Was wiederum ein Echo samt positiver Begleiterscheinungen hervorrief: „Es gab daraufhin einige Rückmeldungen von Freunden, denen das gefallen hat, und mittlerweile stehen wir kurz vor der Gründung eines Fördervereins für das Theater.“ Die Idee dazu, sagt der Mediziner, sei zwar bereits vor einigen Wochen aufgekommen, werde im Zuge der Gutscheinaktion nun allerdings konkret.
Und während die Initiative auf diese Weise bereits erste Früchte trägt, verheißt die Resonanz auf Kienles Facebook-Beitrag, dass es wohl nicht die letzten waren: Schließlich weist der Post inzwischen 117 Gefällt-mir-Angaben aus und wurde satte 70-mal geteilt, während sich in der Kommentarleiste vor allem Lob und Dankbarkeit für die Aktion niederschlagen. „Klasse Beitrag“, ist dort zu lesen oder „Vielen, vielen lieben Dank für die große Unterstützung“. Doch es gibt auch weitergehende Anregungen.
So mahnt beispielsweise die Ehrenbreitsteiner Künstlerin Ute Bernhard: „Darüber hinaus ist natürlich noch mehr Unterstützung notwendig, die Künstler stehen vor einer beängstigenden Unsicherheit, müssen Termine absagen, und Besucher bleiben fern, immerhin aber ein guter Aufruf, vielleicht kommen noch mehr Ideen dazu.“ Was zweifellos wünschenswert wäre, doch genau genommen sind ähnliche Initiativen bereits angelaufen.

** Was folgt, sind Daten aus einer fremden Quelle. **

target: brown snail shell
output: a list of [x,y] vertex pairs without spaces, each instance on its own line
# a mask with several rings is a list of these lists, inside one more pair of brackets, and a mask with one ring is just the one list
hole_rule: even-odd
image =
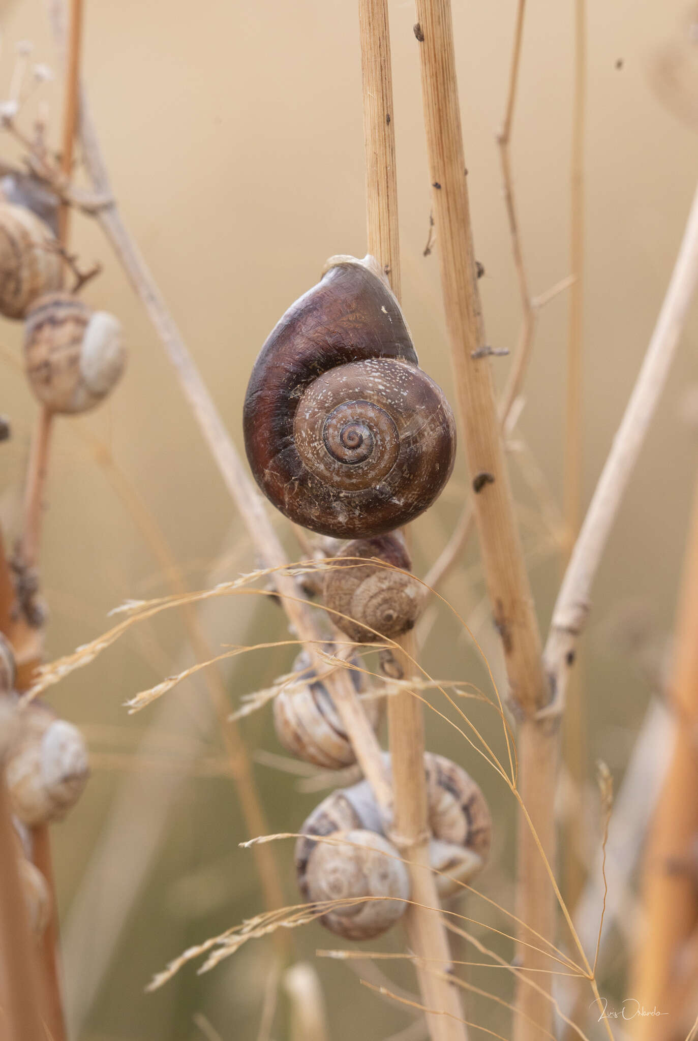
[[[388,755],[385,765],[390,769]],[[426,753],[424,769],[432,834],[429,862],[440,872],[437,889],[444,897],[456,892],[459,883],[470,882],[484,866],[492,841],[492,818],[479,786],[456,763],[444,756]],[[307,868],[321,844],[314,842],[311,836],[357,829],[384,834],[381,815],[367,781],[332,792],[302,824],[303,838],[296,842],[295,859],[298,884],[304,896],[313,898],[308,896]]]
[[[422,611],[424,592],[415,578],[403,574],[412,562],[399,535],[354,539],[338,557],[325,574],[323,601],[343,633],[357,643],[371,643],[378,639],[376,633],[395,638],[413,628]],[[351,559],[354,557],[377,557],[393,567],[360,564]],[[343,565],[343,558],[350,559]]]
[[0,313],[24,318],[38,297],[59,288],[61,277],[48,225],[24,206],[0,203]]
[[252,370],[243,427],[261,490],[324,535],[413,520],[453,467],[453,413],[373,257],[332,257],[286,311]]
[[25,857],[20,841],[17,842],[17,853],[24,899],[29,912],[29,925],[34,936],[41,936],[51,917],[49,887],[39,868]]
[[[351,766],[356,762],[351,741],[327,687],[320,680],[313,682],[316,672],[308,666],[304,652],[296,659],[295,668],[300,685],[282,690],[274,699],[276,736],[288,752],[316,766],[331,770]],[[350,676],[360,693],[363,674],[351,669]],[[382,719],[383,703],[382,697],[367,697],[364,702],[374,729]]]
[[13,812],[29,827],[61,820],[90,777],[84,739],[40,702],[22,709],[18,722],[5,761]]
[[27,312],[24,358],[34,395],[53,412],[84,412],[121,378],[121,324],[70,293],[41,297]]
[[373,897],[332,908],[320,921],[348,940],[380,936],[404,913],[410,893],[407,869],[395,846],[376,832],[339,831],[332,838],[341,844],[315,843],[301,892],[308,903]]

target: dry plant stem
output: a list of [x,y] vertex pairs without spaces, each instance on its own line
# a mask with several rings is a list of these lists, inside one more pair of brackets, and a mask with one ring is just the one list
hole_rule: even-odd
[[[570,184],[570,288],[567,341],[567,408],[564,453],[565,551],[567,566],[574,540],[579,532],[581,511],[581,359],[583,348],[583,264],[584,264],[584,124],[587,96],[587,24],[585,0],[574,4],[574,101],[572,118],[572,161]],[[582,700],[580,670],[568,690],[563,728],[564,759],[575,797],[582,797],[587,779],[587,718]],[[583,866],[577,857],[577,835],[581,815],[574,809],[565,821],[564,864],[565,896],[575,907],[584,884]]]
[[[698,484],[693,505],[670,702],[677,717],[674,748],[645,852],[642,898],[645,929],[635,951],[630,993],[647,1009],[669,1013],[645,1022],[638,1016],[633,1037],[676,1037],[675,1000],[687,966],[682,953],[698,925],[696,836],[698,836]],[[695,971],[695,966],[693,966]],[[693,981],[695,988],[695,976]],[[662,1021],[664,1020],[664,1022]],[[673,1026],[672,1026],[673,1023]]]
[[562,703],[601,555],[669,374],[698,285],[698,191],[635,385],[592,497],[552,614],[545,663]]
[[[51,2],[50,10],[54,32],[61,41],[61,4]],[[113,200],[111,184],[90,117],[84,91],[80,95],[79,132],[84,162],[93,186],[98,195]],[[116,202],[111,201],[100,209],[98,220],[175,369],[182,392],[194,412],[225,486],[240,510],[263,566],[283,565],[286,562],[286,557],[269,520],[264,500],[247,476],[201,374],[186,349],[155,280],[121,219]],[[289,620],[299,639],[307,643],[306,649],[310,659],[316,661],[317,644],[314,641],[321,640],[322,634],[315,624],[310,611],[302,603],[297,602],[297,588],[294,580],[279,575],[276,582]],[[296,600],[292,598],[296,598]],[[328,677],[327,686],[336,704],[342,722],[351,737],[364,773],[374,790],[376,799],[388,811],[391,807],[392,794],[385,779],[380,745],[366,717],[363,706],[355,696],[351,677],[346,669],[338,669],[335,674]]]
[[[366,203],[369,253],[388,275],[400,299],[400,255],[395,169],[395,120],[388,0],[359,0]],[[405,675],[417,654],[414,634],[403,637]],[[393,771],[392,838],[408,862],[412,900],[404,915],[409,945],[428,964],[450,967],[448,937],[439,907],[435,880],[429,870],[429,829],[424,778],[422,704],[408,691],[388,700],[388,725]],[[420,906],[421,905],[421,906]],[[416,964],[424,1005],[445,1015],[427,1013],[432,1041],[464,1041],[466,1027],[457,990],[447,977]]]
[[[82,0],[71,0],[65,70],[61,155],[61,171],[67,177],[70,176],[73,164],[75,128],[78,117],[81,34]],[[58,210],[58,242],[64,248],[68,243],[68,206],[66,203],[63,203]],[[39,563],[44,489],[48,473],[52,428],[52,413],[45,405],[42,405],[32,436],[24,504],[21,556],[23,563],[30,566]],[[34,659],[33,664],[38,663],[39,657]],[[66,1023],[63,1009],[58,949],[58,905],[51,865],[48,824],[41,824],[39,828],[33,829],[33,852],[36,866],[46,879],[51,895],[51,917],[41,940],[47,1027],[53,1041],[65,1041]]]
[[[148,507],[135,488],[131,487],[130,483],[114,464],[114,460],[105,447],[100,448],[100,460],[106,466],[114,487],[128,508],[144,540],[149,545],[154,558],[160,564],[163,574],[168,577],[168,583],[172,591],[180,594],[185,593],[188,590],[182,581],[177,562],[170,551],[165,535],[150,514]],[[197,661],[209,661],[214,657],[214,654],[201,628],[196,610],[192,606],[185,605],[182,610],[182,618]],[[267,835],[269,824],[257,794],[252,773],[252,764],[250,763],[245,742],[240,734],[240,729],[234,720],[229,718],[230,706],[220,670],[218,668],[206,669],[204,672],[204,682],[218,718],[221,736],[230,764],[230,772],[234,779],[238,798],[245,818],[248,838],[254,838],[256,835]],[[252,853],[259,872],[259,882],[265,895],[267,910],[272,911],[274,908],[283,907],[283,887],[281,886],[276,856],[271,844],[258,843],[252,846]],[[282,953],[288,953],[293,943],[292,934],[288,930],[277,930],[274,934],[274,943]]]
[[[472,357],[485,339],[474,264],[450,3],[417,0],[417,18],[442,285],[468,467],[474,488],[478,489],[474,504],[482,563],[495,623],[502,636],[509,696],[522,718],[518,735],[520,792],[543,849],[554,863],[556,725],[552,721],[546,727],[535,718],[549,701],[541,639],[515,520],[490,362]],[[540,935],[552,939],[554,909],[545,864],[520,818],[517,914]],[[530,948],[522,946],[520,956],[524,967],[542,967],[541,956]],[[547,981],[549,986],[549,977]],[[520,987],[518,1007],[528,1019],[516,1017],[517,1038],[538,1038],[541,1031],[551,1030],[550,1004],[545,994]]]
[[45,1041],[36,953],[22,891],[9,795],[0,763],[0,1036]]

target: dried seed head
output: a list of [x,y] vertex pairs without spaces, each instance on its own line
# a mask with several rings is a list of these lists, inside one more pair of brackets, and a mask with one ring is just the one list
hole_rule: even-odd
[[31,827],[60,820],[82,793],[90,766],[77,727],[32,702],[19,715],[19,733],[7,754],[13,810]]
[[320,921],[348,940],[370,940],[390,929],[409,898],[409,875],[395,846],[375,832],[336,832],[334,842],[316,842],[299,877],[307,900],[354,900],[338,906]]
[[126,363],[121,325],[70,293],[42,297],[24,330],[27,377],[53,412],[84,412],[117,384]]
[[[403,574],[412,563],[399,535],[355,539],[338,556],[341,559],[325,575],[323,600],[326,607],[339,612],[330,613],[330,618],[342,632],[357,643],[371,643],[413,628],[424,606],[424,593],[416,579]],[[362,564],[351,559],[354,557],[376,557],[393,566]],[[401,570],[395,570],[397,567]]]

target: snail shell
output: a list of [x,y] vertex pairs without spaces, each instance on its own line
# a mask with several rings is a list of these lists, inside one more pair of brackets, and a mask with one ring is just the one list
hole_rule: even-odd
[[380,936],[403,914],[409,875],[395,846],[382,835],[353,829],[333,836],[341,844],[316,842],[300,883],[308,903],[355,900],[332,908],[320,921],[348,940]]
[[60,286],[53,232],[24,206],[0,204],[0,313],[24,318],[38,297]]
[[[390,756],[385,755],[390,769]],[[460,766],[426,753],[424,770],[427,786],[428,822],[432,834],[429,862],[439,871],[439,895],[456,892],[459,883],[470,882],[484,866],[492,842],[492,818],[479,786]],[[307,865],[314,856],[313,835],[363,829],[383,834],[381,815],[367,781],[328,795],[300,829],[296,842],[296,871],[304,894]]]
[[369,537],[406,524],[453,468],[453,413],[418,367],[372,257],[333,257],[286,311],[252,370],[243,426],[261,490],[324,535]]
[[[356,660],[356,664],[359,662]],[[354,750],[334,708],[327,687],[308,666],[303,652],[295,663],[300,686],[282,690],[274,699],[274,727],[283,747],[299,759],[325,769],[339,770],[356,762]],[[350,676],[356,692],[363,690],[363,674],[355,669]],[[367,697],[364,707],[374,730],[383,715],[384,699]]]
[[84,412],[119,381],[126,363],[121,325],[70,293],[52,293],[27,313],[24,358],[31,388],[53,412]]
[[[343,633],[357,643],[371,643],[377,639],[376,633],[394,638],[413,628],[422,611],[424,594],[420,583],[403,574],[412,563],[399,535],[355,539],[338,557],[325,575],[323,601],[331,611],[339,612],[330,613],[330,618]],[[342,559],[347,557],[378,557],[402,570],[359,564],[353,559],[343,565]]]
[[17,843],[17,852],[24,899],[29,912],[29,924],[34,936],[41,936],[51,916],[51,894],[46,879],[24,856],[20,842]]
[[61,820],[90,776],[84,739],[77,727],[39,702],[20,711],[18,720],[6,758],[13,812],[30,827]]

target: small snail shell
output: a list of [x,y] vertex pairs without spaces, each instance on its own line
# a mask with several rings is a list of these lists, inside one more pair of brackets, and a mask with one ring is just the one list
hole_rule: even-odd
[[380,936],[404,912],[409,875],[395,846],[376,832],[354,829],[332,835],[334,842],[316,842],[305,864],[300,888],[306,900],[353,900],[324,914],[320,921],[348,940]]
[[6,758],[13,812],[30,827],[60,820],[90,776],[82,735],[39,702],[21,710],[18,718],[19,733]]
[[106,397],[126,363],[121,325],[70,293],[51,293],[27,312],[24,359],[31,389],[53,412],[84,412]]
[[51,229],[24,206],[0,204],[0,313],[24,318],[44,293],[60,286],[61,260]]
[[[288,752],[325,769],[339,770],[356,762],[351,741],[342,726],[327,687],[320,680],[313,681],[316,672],[308,667],[303,652],[295,662],[300,686],[282,690],[274,699],[274,727],[276,736]],[[351,679],[360,693],[363,674],[350,670]],[[376,729],[383,714],[382,697],[367,697],[364,706]]]
[[15,653],[8,639],[0,633],[0,694],[8,694],[15,687]]
[[[355,539],[338,554],[340,558],[378,557],[394,567],[335,561],[325,575],[323,601],[334,625],[357,643],[371,643],[381,636],[395,637],[413,628],[424,603],[422,586],[403,572],[410,560],[399,535]],[[347,615],[346,618],[341,615]],[[366,627],[369,627],[368,629]]]
[[453,413],[373,257],[332,257],[286,311],[252,370],[243,426],[261,490],[324,535],[406,524],[453,467]]
[[[390,769],[390,756],[384,758]],[[440,872],[437,889],[444,897],[456,892],[459,883],[470,882],[484,866],[492,841],[492,818],[479,786],[456,763],[426,753],[424,769],[432,834],[429,862]],[[301,827],[303,836],[308,836],[296,843],[301,892],[306,894],[307,864],[316,848],[311,836],[356,829],[383,834],[381,816],[367,781],[332,792]]]

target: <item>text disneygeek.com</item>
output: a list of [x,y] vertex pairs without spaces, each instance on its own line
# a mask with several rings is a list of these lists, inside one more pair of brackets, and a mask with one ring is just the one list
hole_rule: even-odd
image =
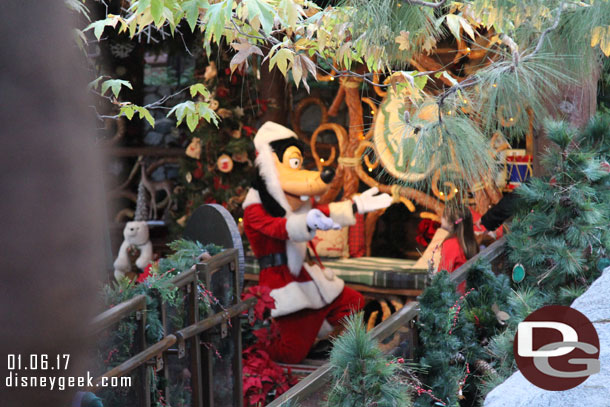
[[[87,376],[41,376],[41,371],[66,371],[70,355],[8,355],[9,375],[4,380],[7,388],[47,388],[65,390],[84,387],[131,387],[131,377],[94,377]],[[30,374],[28,374],[30,373]]]

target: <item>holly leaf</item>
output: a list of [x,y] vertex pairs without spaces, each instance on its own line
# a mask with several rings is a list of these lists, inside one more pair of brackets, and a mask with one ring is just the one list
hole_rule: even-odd
[[131,120],[136,110],[133,108],[132,104],[121,106],[121,110],[119,114],[124,114],[128,120]]
[[271,59],[269,60],[269,70],[272,70],[273,67],[277,64],[278,69],[286,75],[286,71],[288,70],[288,62],[292,62],[294,60],[294,53],[287,49],[282,48],[277,51]]
[[191,85],[190,87],[191,97],[197,96],[197,94],[201,94],[204,98],[208,98],[210,96],[210,91],[205,87],[203,83],[196,83]]
[[231,72],[235,71],[235,68],[240,66],[243,63],[248,64],[248,57],[252,54],[263,56],[263,51],[256,45],[252,45],[248,42],[234,42],[231,44],[231,47],[235,49],[237,54],[231,58],[230,67]]
[[206,6],[208,6],[208,2],[205,0],[188,0],[182,3],[182,10],[184,10],[186,22],[191,27],[191,31],[195,31],[197,27],[200,8],[205,8]]
[[114,97],[118,99],[119,92],[123,86],[133,90],[133,87],[129,81],[124,81],[122,79],[108,79],[102,83],[102,95],[105,95],[108,89],[111,89]]
[[398,47],[399,51],[408,51],[411,48],[411,43],[409,42],[409,31],[401,31],[400,35],[395,38],[395,41],[400,45]]
[[275,12],[264,0],[243,0],[248,9],[248,19],[252,22],[258,17],[265,34],[271,34]]

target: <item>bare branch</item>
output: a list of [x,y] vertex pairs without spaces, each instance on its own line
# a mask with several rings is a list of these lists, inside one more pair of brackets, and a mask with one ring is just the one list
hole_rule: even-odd
[[428,2],[428,1],[422,1],[422,0],[405,0],[405,1],[414,6],[424,6],[424,7],[431,7],[431,8],[441,8],[447,2],[447,0],[441,0],[438,3],[432,3],[432,2]]

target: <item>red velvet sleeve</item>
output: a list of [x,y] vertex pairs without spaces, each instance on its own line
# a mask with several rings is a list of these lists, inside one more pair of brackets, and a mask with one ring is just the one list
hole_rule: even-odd
[[288,240],[286,218],[276,218],[267,213],[263,205],[250,205],[244,211],[244,224],[265,236],[279,240]]

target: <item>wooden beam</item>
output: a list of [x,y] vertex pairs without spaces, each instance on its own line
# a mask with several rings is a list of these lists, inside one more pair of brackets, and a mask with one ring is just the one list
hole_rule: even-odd
[[[400,326],[412,320],[418,312],[419,303],[416,301],[411,302],[377,325],[370,334],[376,340],[381,341],[396,332]],[[304,400],[310,394],[318,392],[330,380],[331,375],[332,367],[327,363],[291,387],[286,393],[279,396],[271,404],[268,404],[267,407],[280,407],[289,401],[299,402]]]
[[488,247],[483,249],[479,254],[474,256],[472,259],[468,260],[466,263],[462,264],[457,270],[453,273],[449,274],[449,279],[456,284],[460,284],[461,282],[466,280],[466,276],[468,275],[468,270],[479,260],[482,261],[492,261],[501,255],[504,252],[504,247],[506,245],[506,238],[503,236],[502,238],[496,240]]

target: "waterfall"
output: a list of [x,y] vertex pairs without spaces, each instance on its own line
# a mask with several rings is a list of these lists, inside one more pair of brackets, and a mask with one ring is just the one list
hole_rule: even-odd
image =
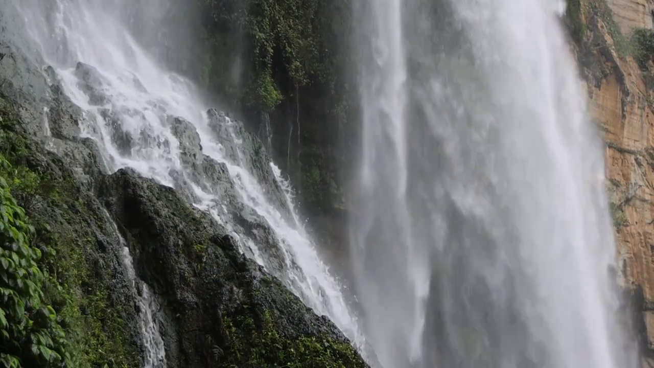
[[[152,35],[164,31],[157,20],[167,5],[166,0],[0,0],[0,16],[9,29],[3,37],[51,71],[48,80],[79,108],[78,135],[97,142],[110,171],[130,167],[178,189],[224,225],[247,255],[358,339],[341,285],[298,221],[288,183],[264,145],[241,122],[209,108],[201,91],[155,57]],[[143,40],[152,45],[146,49]],[[146,338],[158,346],[160,339],[152,335],[156,310],[148,308],[156,296],[145,284],[139,286],[128,253],[125,257],[142,304]],[[148,366],[164,361],[162,349],[148,350]]]
[[381,365],[635,366],[561,2],[364,3],[351,265]]

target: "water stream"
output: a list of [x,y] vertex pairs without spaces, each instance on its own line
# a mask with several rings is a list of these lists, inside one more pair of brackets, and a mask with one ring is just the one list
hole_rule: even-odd
[[368,5],[352,267],[383,367],[635,366],[560,2]]
[[[126,24],[156,33],[161,25],[155,13],[167,3],[3,0],[0,7],[16,33],[10,41],[34,62],[54,68],[52,83],[81,109],[80,135],[97,143],[111,171],[130,167],[178,189],[223,225],[246,255],[358,339],[341,286],[319,259],[264,144],[240,122],[210,109],[193,83],[163,67]],[[145,303],[146,339],[158,341],[149,291],[135,287]],[[164,361],[162,351],[147,355],[148,367]]]

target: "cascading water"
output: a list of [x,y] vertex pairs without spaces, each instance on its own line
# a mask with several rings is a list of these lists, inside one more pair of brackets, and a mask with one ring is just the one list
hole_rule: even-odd
[[54,68],[48,77],[80,108],[80,134],[97,141],[110,170],[131,167],[180,190],[230,230],[246,254],[357,338],[340,286],[318,257],[263,145],[240,122],[207,110],[192,84],[161,67],[125,24],[156,34],[149,12],[166,3],[0,0],[0,15],[5,26],[13,22],[10,41]]
[[352,267],[381,365],[635,367],[560,2],[366,5]]

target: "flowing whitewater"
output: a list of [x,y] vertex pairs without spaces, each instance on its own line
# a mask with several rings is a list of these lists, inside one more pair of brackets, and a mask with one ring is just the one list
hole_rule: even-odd
[[[160,31],[153,20],[167,5],[0,1],[5,25],[14,33],[10,41],[43,65],[52,83],[79,107],[80,135],[97,143],[110,171],[132,168],[177,189],[231,232],[246,255],[357,338],[340,285],[318,257],[293,209],[288,183],[263,144],[240,122],[209,109],[192,83],[161,66],[139,43],[156,39],[148,35]],[[47,115],[46,110],[46,123]],[[47,124],[44,129],[49,134]],[[133,271],[131,264],[128,269]],[[130,274],[132,280],[137,276]],[[141,301],[146,302],[145,285],[141,293]],[[156,316],[144,318],[144,333],[149,334],[144,339],[156,345]],[[164,362],[159,350],[146,353],[149,364]]]
[[352,267],[385,368],[636,366],[615,320],[601,141],[560,9],[356,10]]

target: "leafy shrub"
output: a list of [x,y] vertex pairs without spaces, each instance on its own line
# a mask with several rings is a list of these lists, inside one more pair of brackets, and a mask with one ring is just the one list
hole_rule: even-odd
[[[220,367],[282,368],[364,368],[368,365],[354,348],[328,337],[301,337],[291,339],[280,333],[267,311],[258,327],[252,318],[223,317],[224,349],[211,351]],[[210,339],[211,342],[212,339]]]
[[12,172],[0,156],[0,365],[57,367],[67,358],[57,314],[44,303],[41,251],[30,246],[27,223],[5,179]]
[[647,63],[654,58],[654,31],[636,28],[632,36],[634,59],[643,71],[647,69]]

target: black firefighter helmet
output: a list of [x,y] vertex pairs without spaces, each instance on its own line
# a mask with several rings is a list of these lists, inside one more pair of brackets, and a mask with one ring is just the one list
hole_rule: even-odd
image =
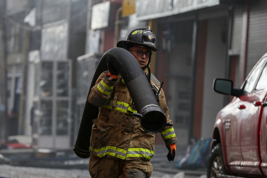
[[142,46],[150,48],[153,51],[158,49],[155,47],[156,37],[150,27],[137,28],[130,33],[126,40],[121,40],[117,43],[117,47],[128,50],[134,46]]

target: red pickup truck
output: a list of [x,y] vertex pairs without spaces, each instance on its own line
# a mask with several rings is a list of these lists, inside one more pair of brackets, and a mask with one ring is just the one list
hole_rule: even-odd
[[208,178],[267,177],[266,63],[267,53],[240,88],[231,80],[214,80],[214,91],[234,97],[216,118]]

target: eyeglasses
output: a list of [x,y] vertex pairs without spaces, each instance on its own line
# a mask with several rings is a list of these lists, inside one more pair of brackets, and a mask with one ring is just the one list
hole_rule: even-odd
[[139,56],[143,56],[144,53],[145,53],[146,55],[146,57],[147,58],[150,58],[151,57],[152,53],[151,52],[143,52],[142,51],[139,51],[139,50],[129,50],[130,51],[136,51],[137,52],[137,54]]

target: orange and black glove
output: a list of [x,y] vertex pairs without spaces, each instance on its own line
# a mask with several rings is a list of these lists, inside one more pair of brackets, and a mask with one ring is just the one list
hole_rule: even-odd
[[173,161],[175,157],[175,152],[176,151],[176,147],[175,144],[174,143],[167,146],[166,147],[169,150],[169,153],[167,155],[167,157],[169,161]]
[[109,73],[107,74],[107,76],[109,80],[114,80],[117,78],[117,76],[119,75],[119,71],[112,65],[112,64],[111,63],[111,59],[109,57],[107,57],[106,60],[107,64],[108,66],[108,70],[109,71]]

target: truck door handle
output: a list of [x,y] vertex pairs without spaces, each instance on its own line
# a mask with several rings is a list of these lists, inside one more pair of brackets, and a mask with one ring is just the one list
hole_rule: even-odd
[[261,102],[260,101],[255,101],[253,102],[253,104],[255,106],[261,106]]
[[240,105],[238,106],[238,109],[246,109],[246,106],[243,104]]

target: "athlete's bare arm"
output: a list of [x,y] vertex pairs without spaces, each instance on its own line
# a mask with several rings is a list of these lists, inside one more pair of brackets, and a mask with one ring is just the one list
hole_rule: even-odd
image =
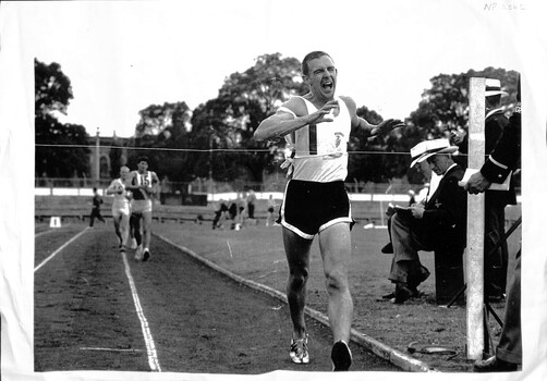
[[362,128],[368,132],[370,136],[389,134],[392,130],[398,127],[403,127],[404,123],[397,119],[388,119],[382,121],[380,124],[368,123],[365,119],[357,115],[357,107],[355,101],[350,97],[340,97],[348,107],[351,116],[351,127],[352,132],[357,128]]
[[303,126],[312,123],[331,122],[325,115],[338,107],[338,101],[330,100],[317,111],[307,114],[304,100],[291,98],[284,102],[271,116],[260,122],[255,131],[254,138],[257,142],[282,137]]

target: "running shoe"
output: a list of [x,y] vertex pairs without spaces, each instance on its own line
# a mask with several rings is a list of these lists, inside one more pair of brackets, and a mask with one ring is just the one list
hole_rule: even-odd
[[148,259],[150,259],[150,250],[148,250],[148,248],[145,248],[143,254],[143,261],[147,261]]
[[332,359],[332,371],[350,370],[352,361],[351,351],[343,340],[340,340],[332,345],[330,358]]
[[307,334],[302,339],[291,339],[291,359],[294,364],[309,362],[309,355],[307,353]]
[[135,260],[142,260],[143,259],[143,246],[138,246],[137,249],[135,250]]

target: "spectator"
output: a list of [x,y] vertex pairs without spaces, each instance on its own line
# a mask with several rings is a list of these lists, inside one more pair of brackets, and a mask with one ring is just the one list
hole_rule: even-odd
[[442,177],[425,204],[398,210],[390,219],[393,260],[388,278],[396,284],[396,304],[416,296],[417,286],[429,276],[418,250],[431,251],[446,245],[465,247],[467,198],[458,185],[463,169],[452,159],[457,150],[448,139],[428,140],[425,152],[411,163],[414,167],[427,161],[431,171]]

So weist etwa die Kunstbackstube in Ehrenbreitstein darauf hin, dass auch dort Gutscheine von Kulturschaffenden erworben werden können. Und auch Kienle selbst sieht seinen Erfindungsreichtum noch lange nicht ausgeschöpft.
„Neben dem geplanten Förderkreis für das Theater überlege ich auch, wie man anderen helfen kann, zum Beispiel über den bestehenden Verein Kulturraum Ehrenbreitstein“, sagt der 69-Jährige. So habe es auf Facebook etwa einen Hilferuf der Schauspielschule Koblenz gegeben, mit deren Verantwortlichen Kienle nun das Gespräch suchen will. Der Mediziner sagt: „Man kann zwar immer nur einer Einrichtung konkret mit Geld helfen, anderen dafür vielleicht mit Ideen.“
Planen für die Zeit danach
Die wiederum hat Kienle auch für den regulären Kulturbetrieb in der Zeit nach Corona, an den Vorbereitungen für die Ehrenbreitsteiner Kulturtage im Juni ist er ebenso beteiligt wie an jenen für die Kunsttage im November. Die Planungen für Erstere, sagt der Mediziner, seien dabei bereits weitestgehend abgeschlossen, die für Letztere liefen trotz Corona weiter, ohne Treffen zwar, dafür umso intensiver über den Computer.
Bis die Veranstaltungen jedoch – hoffentlich – über die Bühne gehen, wird der Mediziner auch weiterhin kräftig die Werbetrommel für seine Gutscheininitiative rühren. Und wer von der Aktion noch nicht überzeugt ist, dem sei an dieser Stelle folgende Betrachtungsweise ans Herz gelegt: Gutscheine offerieren Hilfe für Künstler, klar. Aber sind sie für dessen Käufer nicht gleichzeitig auch Ausdruck der Zuversicht, dass die Krise irgendwann endet, der Vorfreude auf ein Miteinander ohne Sicherheitsabstand?